Technical Selection: Kafka. Essential for handling the 1B+ events/day volume. Partitions are keyed by user_id to ensure chronological ordering of events for a single user.

Data Processing

Processing Model: Mini-batch processing.
Processing DAG: Consumes from Kafka -> De-duplicates events -> Aggregates (Sum of clicks / Sum of users) -> Writes to ClickHouse.
Technical Selection: Flink or a simple Kafka Streams app. It handles the "Join" between Exposure events and Conversion events.
Wrap Up

Advanced Topics

Trade-offs: We choose Deterministic Hashing over Database Lookups. Sacrifice: Harder to manually move a single user to a specific bucket without adding "Override" logic. Gain: Infinite scalability.
Reliability: Use a "Kill Switch" for every experiment. If an experiment causes a 500-error spike, the Management Service updates the Redis manifest to set weights to 0% for Treatment, propagating in seconds.
Bottleneck Analysis: The "Hot Key" in Redis for the global manifest.
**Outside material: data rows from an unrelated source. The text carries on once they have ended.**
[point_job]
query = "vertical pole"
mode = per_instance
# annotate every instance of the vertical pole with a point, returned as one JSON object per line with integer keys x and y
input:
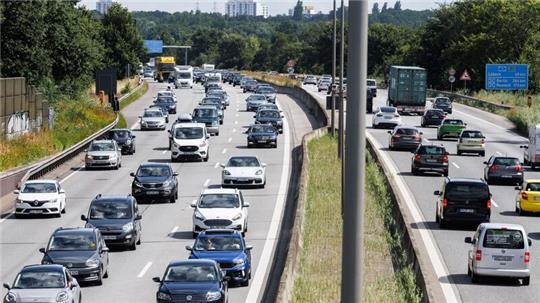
{"x": 355, "y": 154}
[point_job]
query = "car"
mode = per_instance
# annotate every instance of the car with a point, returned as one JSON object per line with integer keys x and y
{"x": 463, "y": 200}
{"x": 386, "y": 116}
{"x": 220, "y": 208}
{"x": 229, "y": 249}
{"x": 243, "y": 171}
{"x": 404, "y": 137}
{"x": 43, "y": 283}
{"x": 200, "y": 280}
{"x": 103, "y": 153}
{"x": 40, "y": 197}
{"x": 430, "y": 158}
{"x": 209, "y": 116}
{"x": 190, "y": 141}
{"x": 450, "y": 128}
{"x": 471, "y": 141}
{"x": 117, "y": 218}
{"x": 269, "y": 116}
{"x": 81, "y": 250}
{"x": 124, "y": 138}
{"x": 262, "y": 134}
{"x": 499, "y": 250}
{"x": 153, "y": 118}
{"x": 503, "y": 170}
{"x": 254, "y": 101}
{"x": 432, "y": 117}
{"x": 155, "y": 181}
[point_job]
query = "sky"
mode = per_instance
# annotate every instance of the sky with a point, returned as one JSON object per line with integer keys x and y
{"x": 275, "y": 7}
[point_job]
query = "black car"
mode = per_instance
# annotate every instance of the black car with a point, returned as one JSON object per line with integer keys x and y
{"x": 81, "y": 250}
{"x": 155, "y": 181}
{"x": 193, "y": 281}
{"x": 262, "y": 134}
{"x": 270, "y": 116}
{"x": 124, "y": 138}
{"x": 463, "y": 199}
{"x": 117, "y": 218}
{"x": 430, "y": 158}
{"x": 432, "y": 117}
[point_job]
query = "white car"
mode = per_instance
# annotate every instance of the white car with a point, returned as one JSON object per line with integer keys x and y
{"x": 386, "y": 116}
{"x": 40, "y": 197}
{"x": 243, "y": 171}
{"x": 220, "y": 208}
{"x": 189, "y": 141}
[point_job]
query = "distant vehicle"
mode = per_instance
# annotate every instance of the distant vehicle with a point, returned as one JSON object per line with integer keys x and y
{"x": 44, "y": 197}
{"x": 499, "y": 250}
{"x": 49, "y": 283}
{"x": 407, "y": 89}
{"x": 81, "y": 250}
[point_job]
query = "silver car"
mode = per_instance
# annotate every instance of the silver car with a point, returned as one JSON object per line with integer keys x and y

Solution: Local in-memory cache within the Evaluation Service instances (refreshed every 30s) to reduce Redis pressure.
Security: PII (User IDs) should be hashed/anonymized before being stored in the Analytics DB to comply with GDPR/CCPA.
Advanced Optimization: Layering (Overlapping Experiments). Divide the 0-100% traffic range into "Slots" (e.g., 1000 slots). Experiments in the same "Layer" share the same slots and are mutually exclusive. Experiments in different "Layers" use independent hashing to ensure orthogonality.